Наконец, во времена Акулины Ивановны одним из элементов радения становится ранее не зафиксированная практика публичных покаяний. Андрей Блохин рассказывал, что когда сектанты Андрей Лямин и Яков Гневушев нарушили запрет на сексуальные отношения с женами (о чем стало известно благодаря беременности последних), «Акилина, узнав про то, ходить им к ней на то сонмище запретила, и доколь родили жены их, в том сонмище они не были и, признавшись перед... Акилиною виновными, просили прощения и приносили прощения и приносили покаяние... при всех... бывающих в тех сонмищах..., точию при том и еще приводить к присяге и давала из своих рук прикладываться ко Кресту; равным образом и в всем, кто б в том преступлении не объявился, то‑ж чинитца»[499].

О судьбе Андрея Блохина после процесса 1772 г. нам ничего не известно. По‑видимому, он так и сгинул в Нерчинске. Что же до его товарища Кондратия, то есть достаточные основания предполагать, что именно он стал лидером нарождавшейся секты скопцов и что именно его мы знаем под именем скопческого «искупителя» Кондратия Селиванова, слывшего Христом и «государем Петром Федоровичем»[500].

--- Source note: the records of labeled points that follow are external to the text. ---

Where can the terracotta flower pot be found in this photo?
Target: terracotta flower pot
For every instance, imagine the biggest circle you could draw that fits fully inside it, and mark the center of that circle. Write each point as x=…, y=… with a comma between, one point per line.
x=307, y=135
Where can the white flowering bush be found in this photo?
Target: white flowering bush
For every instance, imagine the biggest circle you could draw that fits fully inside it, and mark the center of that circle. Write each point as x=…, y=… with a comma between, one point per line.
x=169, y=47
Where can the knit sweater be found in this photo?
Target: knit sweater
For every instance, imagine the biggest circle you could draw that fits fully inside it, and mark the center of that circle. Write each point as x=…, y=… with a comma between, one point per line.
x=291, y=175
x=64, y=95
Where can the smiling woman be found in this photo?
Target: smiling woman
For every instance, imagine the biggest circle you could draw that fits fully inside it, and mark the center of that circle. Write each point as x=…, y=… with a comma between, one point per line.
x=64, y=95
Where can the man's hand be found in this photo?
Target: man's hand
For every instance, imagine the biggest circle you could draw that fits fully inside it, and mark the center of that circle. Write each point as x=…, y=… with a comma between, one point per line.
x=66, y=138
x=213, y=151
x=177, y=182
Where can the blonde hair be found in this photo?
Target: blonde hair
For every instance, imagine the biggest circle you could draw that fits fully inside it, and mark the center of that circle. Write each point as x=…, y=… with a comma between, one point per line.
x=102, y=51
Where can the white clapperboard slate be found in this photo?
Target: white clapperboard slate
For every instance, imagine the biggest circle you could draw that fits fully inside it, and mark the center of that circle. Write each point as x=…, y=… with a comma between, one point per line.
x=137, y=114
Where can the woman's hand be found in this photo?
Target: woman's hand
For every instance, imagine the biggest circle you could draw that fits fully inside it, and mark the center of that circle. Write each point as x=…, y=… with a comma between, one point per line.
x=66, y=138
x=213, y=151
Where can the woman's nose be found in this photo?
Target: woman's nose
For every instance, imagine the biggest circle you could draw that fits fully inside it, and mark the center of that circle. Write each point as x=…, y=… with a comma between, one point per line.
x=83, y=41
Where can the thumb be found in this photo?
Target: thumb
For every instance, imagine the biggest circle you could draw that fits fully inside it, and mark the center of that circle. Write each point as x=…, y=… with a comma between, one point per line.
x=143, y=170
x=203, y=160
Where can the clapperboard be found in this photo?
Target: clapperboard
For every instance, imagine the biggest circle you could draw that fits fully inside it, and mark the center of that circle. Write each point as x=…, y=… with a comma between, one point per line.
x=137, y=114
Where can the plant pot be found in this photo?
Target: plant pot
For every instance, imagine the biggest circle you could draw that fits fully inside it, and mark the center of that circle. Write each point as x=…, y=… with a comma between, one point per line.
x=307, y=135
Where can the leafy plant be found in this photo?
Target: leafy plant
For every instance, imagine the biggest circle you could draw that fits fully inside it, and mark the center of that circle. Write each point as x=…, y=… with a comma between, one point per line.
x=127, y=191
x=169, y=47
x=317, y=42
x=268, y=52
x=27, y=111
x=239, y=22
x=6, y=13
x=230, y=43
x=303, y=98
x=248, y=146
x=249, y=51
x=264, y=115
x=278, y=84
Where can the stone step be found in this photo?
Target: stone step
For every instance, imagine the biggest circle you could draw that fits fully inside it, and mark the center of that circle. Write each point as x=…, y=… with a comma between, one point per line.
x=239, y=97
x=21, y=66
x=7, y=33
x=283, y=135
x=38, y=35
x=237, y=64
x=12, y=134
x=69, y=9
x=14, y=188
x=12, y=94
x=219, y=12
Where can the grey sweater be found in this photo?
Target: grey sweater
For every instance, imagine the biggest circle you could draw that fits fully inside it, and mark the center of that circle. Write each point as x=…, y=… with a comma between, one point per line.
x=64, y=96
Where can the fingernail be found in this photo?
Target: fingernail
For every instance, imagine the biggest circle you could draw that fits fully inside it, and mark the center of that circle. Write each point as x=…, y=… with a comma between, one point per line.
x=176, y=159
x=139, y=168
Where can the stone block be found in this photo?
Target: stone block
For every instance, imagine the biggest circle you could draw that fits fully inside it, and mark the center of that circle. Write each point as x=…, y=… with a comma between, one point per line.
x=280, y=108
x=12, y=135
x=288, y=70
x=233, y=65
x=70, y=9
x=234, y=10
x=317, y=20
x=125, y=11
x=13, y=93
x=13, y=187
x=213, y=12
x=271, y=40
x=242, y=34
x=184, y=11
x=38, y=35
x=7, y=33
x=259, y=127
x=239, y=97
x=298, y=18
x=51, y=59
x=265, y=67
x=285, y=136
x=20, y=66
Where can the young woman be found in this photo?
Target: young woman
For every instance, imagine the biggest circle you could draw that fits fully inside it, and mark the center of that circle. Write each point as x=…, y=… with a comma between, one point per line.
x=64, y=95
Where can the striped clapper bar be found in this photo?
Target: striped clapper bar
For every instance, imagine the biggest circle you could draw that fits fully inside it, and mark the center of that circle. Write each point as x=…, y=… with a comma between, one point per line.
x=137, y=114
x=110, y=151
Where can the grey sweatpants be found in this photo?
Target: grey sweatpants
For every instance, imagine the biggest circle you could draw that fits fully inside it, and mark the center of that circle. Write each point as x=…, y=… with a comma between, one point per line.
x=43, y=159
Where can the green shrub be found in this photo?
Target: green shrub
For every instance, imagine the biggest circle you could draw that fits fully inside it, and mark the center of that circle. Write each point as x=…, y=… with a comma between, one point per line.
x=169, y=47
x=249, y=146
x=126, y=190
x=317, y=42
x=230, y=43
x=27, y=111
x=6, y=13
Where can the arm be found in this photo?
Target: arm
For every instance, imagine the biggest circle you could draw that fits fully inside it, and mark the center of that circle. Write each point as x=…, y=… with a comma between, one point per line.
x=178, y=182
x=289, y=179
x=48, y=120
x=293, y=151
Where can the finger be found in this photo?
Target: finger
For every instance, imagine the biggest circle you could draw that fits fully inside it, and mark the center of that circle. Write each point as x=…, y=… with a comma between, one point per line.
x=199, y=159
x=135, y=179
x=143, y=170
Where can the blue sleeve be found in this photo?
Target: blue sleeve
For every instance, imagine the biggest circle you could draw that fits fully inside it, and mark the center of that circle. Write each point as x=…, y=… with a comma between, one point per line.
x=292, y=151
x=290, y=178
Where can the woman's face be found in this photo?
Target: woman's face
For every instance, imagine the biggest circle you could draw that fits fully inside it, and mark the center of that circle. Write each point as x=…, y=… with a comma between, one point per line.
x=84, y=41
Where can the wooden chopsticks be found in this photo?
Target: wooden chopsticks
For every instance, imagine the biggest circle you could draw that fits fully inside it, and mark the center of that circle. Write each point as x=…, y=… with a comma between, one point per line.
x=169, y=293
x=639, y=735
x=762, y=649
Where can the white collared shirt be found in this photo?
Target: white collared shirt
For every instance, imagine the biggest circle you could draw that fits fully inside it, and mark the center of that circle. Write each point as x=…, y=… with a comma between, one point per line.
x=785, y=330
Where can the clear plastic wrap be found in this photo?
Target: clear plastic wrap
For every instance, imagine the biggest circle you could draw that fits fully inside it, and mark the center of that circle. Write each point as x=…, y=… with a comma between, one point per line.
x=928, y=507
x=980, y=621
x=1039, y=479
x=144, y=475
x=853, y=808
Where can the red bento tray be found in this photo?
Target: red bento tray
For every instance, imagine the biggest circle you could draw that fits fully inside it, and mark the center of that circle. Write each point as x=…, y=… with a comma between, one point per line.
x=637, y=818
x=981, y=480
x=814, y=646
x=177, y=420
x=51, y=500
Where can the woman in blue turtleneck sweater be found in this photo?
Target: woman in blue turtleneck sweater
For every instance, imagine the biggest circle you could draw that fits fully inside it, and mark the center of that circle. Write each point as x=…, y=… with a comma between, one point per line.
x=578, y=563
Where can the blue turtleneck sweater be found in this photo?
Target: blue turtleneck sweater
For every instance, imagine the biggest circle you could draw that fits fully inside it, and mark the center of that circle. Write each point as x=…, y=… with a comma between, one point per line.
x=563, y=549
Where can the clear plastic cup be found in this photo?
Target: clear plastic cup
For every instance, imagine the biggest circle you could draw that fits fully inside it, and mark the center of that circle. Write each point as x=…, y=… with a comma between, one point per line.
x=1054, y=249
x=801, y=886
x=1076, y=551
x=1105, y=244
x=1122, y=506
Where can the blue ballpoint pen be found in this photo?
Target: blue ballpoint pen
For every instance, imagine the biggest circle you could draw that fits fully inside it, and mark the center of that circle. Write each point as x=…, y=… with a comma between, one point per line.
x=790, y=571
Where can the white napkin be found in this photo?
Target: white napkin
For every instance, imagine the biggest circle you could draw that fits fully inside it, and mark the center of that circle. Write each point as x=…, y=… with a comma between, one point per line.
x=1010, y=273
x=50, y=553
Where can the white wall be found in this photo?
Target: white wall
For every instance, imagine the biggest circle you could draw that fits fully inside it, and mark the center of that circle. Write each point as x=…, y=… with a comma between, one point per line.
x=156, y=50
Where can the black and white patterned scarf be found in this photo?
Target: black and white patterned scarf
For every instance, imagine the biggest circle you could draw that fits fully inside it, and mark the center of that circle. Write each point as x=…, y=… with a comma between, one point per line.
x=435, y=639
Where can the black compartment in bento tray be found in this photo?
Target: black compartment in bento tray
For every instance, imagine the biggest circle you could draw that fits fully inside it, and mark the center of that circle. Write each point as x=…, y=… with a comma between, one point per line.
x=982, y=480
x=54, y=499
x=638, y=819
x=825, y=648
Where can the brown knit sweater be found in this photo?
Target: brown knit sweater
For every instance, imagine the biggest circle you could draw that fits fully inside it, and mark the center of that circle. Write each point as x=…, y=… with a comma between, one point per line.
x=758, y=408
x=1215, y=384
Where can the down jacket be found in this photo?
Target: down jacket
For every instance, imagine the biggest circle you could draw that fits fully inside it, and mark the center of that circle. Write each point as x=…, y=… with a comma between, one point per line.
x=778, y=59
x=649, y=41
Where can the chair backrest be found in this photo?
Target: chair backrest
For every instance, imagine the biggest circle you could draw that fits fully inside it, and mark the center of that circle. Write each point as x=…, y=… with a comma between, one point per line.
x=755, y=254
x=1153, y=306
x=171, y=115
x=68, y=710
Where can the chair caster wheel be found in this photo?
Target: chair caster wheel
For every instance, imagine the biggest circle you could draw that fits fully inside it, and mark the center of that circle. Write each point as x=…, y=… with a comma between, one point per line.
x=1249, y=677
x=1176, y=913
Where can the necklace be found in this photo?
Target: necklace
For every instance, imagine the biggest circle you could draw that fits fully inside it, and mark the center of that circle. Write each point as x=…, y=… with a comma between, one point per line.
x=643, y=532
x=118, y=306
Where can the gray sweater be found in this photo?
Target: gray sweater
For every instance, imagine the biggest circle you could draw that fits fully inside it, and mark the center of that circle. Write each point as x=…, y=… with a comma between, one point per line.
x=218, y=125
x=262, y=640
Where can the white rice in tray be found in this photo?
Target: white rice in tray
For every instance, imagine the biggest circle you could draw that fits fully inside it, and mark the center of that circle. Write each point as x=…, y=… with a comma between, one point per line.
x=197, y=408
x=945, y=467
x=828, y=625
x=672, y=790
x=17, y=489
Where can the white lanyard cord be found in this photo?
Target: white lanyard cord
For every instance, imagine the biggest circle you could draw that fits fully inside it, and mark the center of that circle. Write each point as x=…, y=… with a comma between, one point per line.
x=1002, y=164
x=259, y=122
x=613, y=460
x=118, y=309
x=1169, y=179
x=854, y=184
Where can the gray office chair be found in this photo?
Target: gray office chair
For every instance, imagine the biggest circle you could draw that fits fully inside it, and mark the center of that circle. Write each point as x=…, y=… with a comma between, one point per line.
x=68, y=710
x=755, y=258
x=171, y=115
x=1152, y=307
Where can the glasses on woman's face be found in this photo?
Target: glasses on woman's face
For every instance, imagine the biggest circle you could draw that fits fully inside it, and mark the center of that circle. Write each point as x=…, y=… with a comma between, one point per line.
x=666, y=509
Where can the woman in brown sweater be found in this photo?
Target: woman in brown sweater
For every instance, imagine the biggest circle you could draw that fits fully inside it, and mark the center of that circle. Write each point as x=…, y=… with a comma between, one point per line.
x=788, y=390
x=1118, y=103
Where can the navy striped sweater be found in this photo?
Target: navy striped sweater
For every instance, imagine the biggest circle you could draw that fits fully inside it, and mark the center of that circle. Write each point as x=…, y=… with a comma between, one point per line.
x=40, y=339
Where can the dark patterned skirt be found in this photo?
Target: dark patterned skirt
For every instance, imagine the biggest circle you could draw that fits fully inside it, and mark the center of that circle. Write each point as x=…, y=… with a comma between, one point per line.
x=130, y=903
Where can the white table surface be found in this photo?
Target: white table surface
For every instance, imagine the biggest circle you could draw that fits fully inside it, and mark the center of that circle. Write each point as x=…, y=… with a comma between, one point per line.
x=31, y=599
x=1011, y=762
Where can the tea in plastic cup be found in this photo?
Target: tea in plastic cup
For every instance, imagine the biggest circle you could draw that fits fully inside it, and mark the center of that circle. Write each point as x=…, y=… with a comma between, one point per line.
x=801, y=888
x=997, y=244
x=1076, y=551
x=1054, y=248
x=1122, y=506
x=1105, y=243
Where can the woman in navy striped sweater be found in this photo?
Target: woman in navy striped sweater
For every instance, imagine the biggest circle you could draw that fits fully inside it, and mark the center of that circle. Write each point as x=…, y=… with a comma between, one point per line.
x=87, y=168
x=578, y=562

После окончания орловского следствия Селиванов продолжил свою проповедь в Тульской губернии. Здесь его называли (или он сам себя называл) «киевским затворником»[501]. Скорее всего, в это время его сподвижниками были нищий Мартын (Мартин) Родионович (известный нам только по писаниям самого Селиванова и скопческим легендам[502]), а также местный крестьянин Александр Иванович Шилов, прослывший впоследствии «скопческим предтечей» и «графом Чернышевым». В Алексинском уезде Селиванову и Шилову удалось обратить в скопчество писаря полотняной фабрики тульского купца Ивана Лугинина Емельяна Ретивого. Впоследствии оскопилось большинство работников фабрики, а также и сам ее хозяин. Благодаря Ретивому скопчество получило распространение и в Тамбовской губернии – в с. Сосновке под Моршанском. По‑видимому, здесь проповедь Селиванова дала наилучшие плоды, так как уже в начале 1775 г. они с Шиловым жили в Сосновке – в доме скопца Софона Попова.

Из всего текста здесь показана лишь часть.